It is time to face the year ahead. We arrived home after dark. The kids had slept through the drive. P asked the girls if they could remember what they are due to do tomorrow. “Be Princesses!” they answered, correctly (it’s along story). Then Sophia said “Mummy I wish you could take us”. P is in court and said she was sorry but she would see the girls in the evening when she got back. Sophia dissolved, sobbing: “Please don’t go Mum. I’m going to miss you”.
It is like this at the end of every holiday. I don’t know whether it is commonplace or an aspect of the attachment issues adopted children so often have. As they ease into a holiday they calm and their behaviour improves dramatically.
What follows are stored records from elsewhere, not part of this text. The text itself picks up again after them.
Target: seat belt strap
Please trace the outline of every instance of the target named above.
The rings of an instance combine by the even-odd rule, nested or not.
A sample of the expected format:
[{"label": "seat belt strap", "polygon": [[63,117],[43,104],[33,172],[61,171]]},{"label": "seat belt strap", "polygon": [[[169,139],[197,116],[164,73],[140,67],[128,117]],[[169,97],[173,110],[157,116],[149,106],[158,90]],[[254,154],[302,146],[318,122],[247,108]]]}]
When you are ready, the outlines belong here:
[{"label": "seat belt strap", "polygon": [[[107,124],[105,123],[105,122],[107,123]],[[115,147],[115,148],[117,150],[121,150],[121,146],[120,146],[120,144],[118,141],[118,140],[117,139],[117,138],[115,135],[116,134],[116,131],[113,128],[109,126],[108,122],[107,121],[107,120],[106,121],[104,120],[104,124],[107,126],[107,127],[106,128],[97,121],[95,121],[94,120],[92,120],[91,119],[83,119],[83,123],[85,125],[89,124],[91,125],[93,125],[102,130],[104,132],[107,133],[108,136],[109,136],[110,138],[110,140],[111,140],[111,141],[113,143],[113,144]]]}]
As the end of the holiday arrives, they become anxious. Anxiety translates into difficult behaviour. P sat down with Sophia to work on letter formation and tried to correct how Sophia held her pencil. “I’ll do what I like” said Sophia. That is ridiculously out of character for her. She is normally agonised at the thought of upsetting people but her impulse won out and she was sent off to the playroom to calm down. As I stripped the Christmas Tree of its decorations I could hear her mumbling to herself that it was unfair and that mummy didn’t love her. Both girls will do this: vocalise their fears if left alone. It was heart-breaking. She emerged 10 minutes later and hugged P until I thought her arms might snap.
I know attachment will take years to mature. I know they may never trust our love because we came into their lives so late. But if they could just see inside us. If they could just see the love we have for them, they might then know there us no need for fear. There is no risk the love will run out – that we will drop them and run.
I paused at the door on my way to putting the tree on the kerb for collection. Together we thanked it for its service and wished it luck in its recycled state. May it come back as something precious to Sophia – a Peppa Pig comic perhaps.